What would you like to see and what services?

Anything from the briefest note would be incredibly helpful. Our vision for it is that it will profile interesting projects, of course; have plenty of means for conversations across the world between artists and between the cultural sector and people in other disciplines; have regular thinking pieces from a wide range of contributors; information on environmental issues and organisations. That it will be a hub, a place to make connections and add ideas.

The third related and new venture for us is Arts & Ecology International. Three artists are preparing to travel to Afghanistan and to India; a project is underway in Brazil and we will be developing new partnerships in China, India and the U.S. in 2008. Working internationally in another way, we are commissioning short animations which will be shown on Arts & Ecology Online and beyond – and a project in virtual space on Second Life.

But to end this first blog with art. On a recent Saturday morning I experienced one of the great rewards for working with artists. I got up before dawn to go to Gunpowder Park to see the latest work by Argentinian artist Tomas Saraceno. He talked at our No Way Back? Conference at the LSE last December, and then again at the symposium we ran as part of the 2007 Sharjah Biennial. This time time there was little talking.

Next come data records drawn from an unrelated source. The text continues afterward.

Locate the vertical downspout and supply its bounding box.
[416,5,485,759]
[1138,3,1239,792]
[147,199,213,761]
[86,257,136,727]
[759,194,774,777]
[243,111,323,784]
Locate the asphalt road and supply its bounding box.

Trained as an architect, Saraceno’s work poses the idea of floating cities. At the invitation of Arts Catalyst he brought a giant inflatable to the early morning autumn mists of Essex. It lay there, a huge circle of sheeting on the ground, held down by sandbags.

A small group of lucky, lucky people were there in the dew. Slowly we helped the giant fill with air and grow as the sun came up and saw it brought to life, the colours of the foil which forms part of the material spectacularly colourful as the sun reflected off it.

This is why I work with artists – this is a serious, magical, unique, positive experience. This is invigoration for the Green movement, for the Climate Change lobby, for the scientists pouring over statistics and charts. Thanks to Saraceno and to Arts Catalyst we who were there will remember this morning for the rest of our lives.